Figure 8 presents a four-panel Bayesian inference synthesis comparing baseline models against our method. Panel (a) depicts posterior probability distributions of performance differences, revealing substantial heterogeneity across models. GaussianNB exhibits the rightmost distribution peak (mean difference ≈ 0.39), indicating marked underperformance, while ensemble methods (Stacking, Lasso, ElasticNet) cluster near zero-difference baseline with posterior means below 0.025, suggesting performance equivalence. The bimodal separation between high-variance estimators (KNeighbors, Perceptron, RidgeClassifier with means 0.23–0.34) and regularized approaches reflects fundamental bias-variance tradeoffs.
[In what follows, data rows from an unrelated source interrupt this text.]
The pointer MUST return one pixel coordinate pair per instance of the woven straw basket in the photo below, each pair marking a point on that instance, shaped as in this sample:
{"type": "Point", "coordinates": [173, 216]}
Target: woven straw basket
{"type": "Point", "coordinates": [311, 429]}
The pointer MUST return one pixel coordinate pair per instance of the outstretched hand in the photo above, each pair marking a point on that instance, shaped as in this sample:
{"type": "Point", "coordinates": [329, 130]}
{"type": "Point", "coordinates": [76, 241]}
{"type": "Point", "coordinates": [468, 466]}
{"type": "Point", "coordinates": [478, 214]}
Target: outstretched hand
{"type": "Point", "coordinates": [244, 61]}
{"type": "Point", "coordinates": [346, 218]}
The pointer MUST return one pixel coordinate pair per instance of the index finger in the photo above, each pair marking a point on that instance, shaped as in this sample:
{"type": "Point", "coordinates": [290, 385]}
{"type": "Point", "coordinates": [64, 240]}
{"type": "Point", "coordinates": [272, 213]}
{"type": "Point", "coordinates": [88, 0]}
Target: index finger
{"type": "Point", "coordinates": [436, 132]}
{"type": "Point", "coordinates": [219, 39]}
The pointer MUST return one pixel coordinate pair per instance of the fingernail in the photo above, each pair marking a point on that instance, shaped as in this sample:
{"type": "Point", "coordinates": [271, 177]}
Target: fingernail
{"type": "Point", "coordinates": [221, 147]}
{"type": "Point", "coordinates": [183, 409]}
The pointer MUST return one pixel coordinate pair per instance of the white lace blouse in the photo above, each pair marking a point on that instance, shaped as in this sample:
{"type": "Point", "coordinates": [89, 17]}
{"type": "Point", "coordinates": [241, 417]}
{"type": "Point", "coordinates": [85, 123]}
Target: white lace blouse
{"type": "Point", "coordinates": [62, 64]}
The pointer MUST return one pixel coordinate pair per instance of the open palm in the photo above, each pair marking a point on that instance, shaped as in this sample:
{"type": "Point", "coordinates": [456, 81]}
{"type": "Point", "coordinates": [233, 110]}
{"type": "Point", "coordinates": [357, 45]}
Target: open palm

All distributions reside exclusively in positive territory beyond the red reference line, confirming systematic performance deficits.

Panel (b) quantifies evidence strength through Bayes Factor (BF₁₀) magnitudes spanning 150 orders of magnitude, from decisive evidence against alternative hypotheses (ExtraTrees, Ridge: BF₁₀ ≈ 10⁻¹⁵⁰) to approaching moderate levels (Stacking: BF₁₀ = 9.7 × 10⁻⁴). Reference thresholds partition the evidence landscape: 17 models fall below 10⁻¹⁰ (very weak evidence), while only three regularized models (ElasticNet, Lasso, Stacking) exceed 10⁻⁴, approaching but not surpassing the 10⁻³ threshold for moderate evidence.

Panel (c) tracks predictive probability trajectories across performance thresholds from 0.01 to 0.10, stratifying models into three archetypes: rapid probability decay (Stacking, ElasticNet, Lasso reaching near-zero by 0.03 threshold), intermediate descent (ensemble boosting methods maintaining 0.2–0.4 probability at 0.05), and sustained elevation (GaussianNB, KNeighbors retaining probabilities above 0.6 throughout).

Panel (d) juxtaposes Bayesian posterior probabilities against frequentist p-value evidence on dual logarithmic axes. The scatter distribution reveals weak positive correlation with substantial vertical dispersion, indicating that equivalent frequentist significance levels (-log₁₀(p) = 3–4) translate into highly variable Bayesian evidence (10⁻¹⁵ to 10⁻²). The concentration of points in the lower-left quadrant demonstrates the anti-conservative bias of p-values, where statistically significant results may carry negligible posterior probability of hypothesis truth.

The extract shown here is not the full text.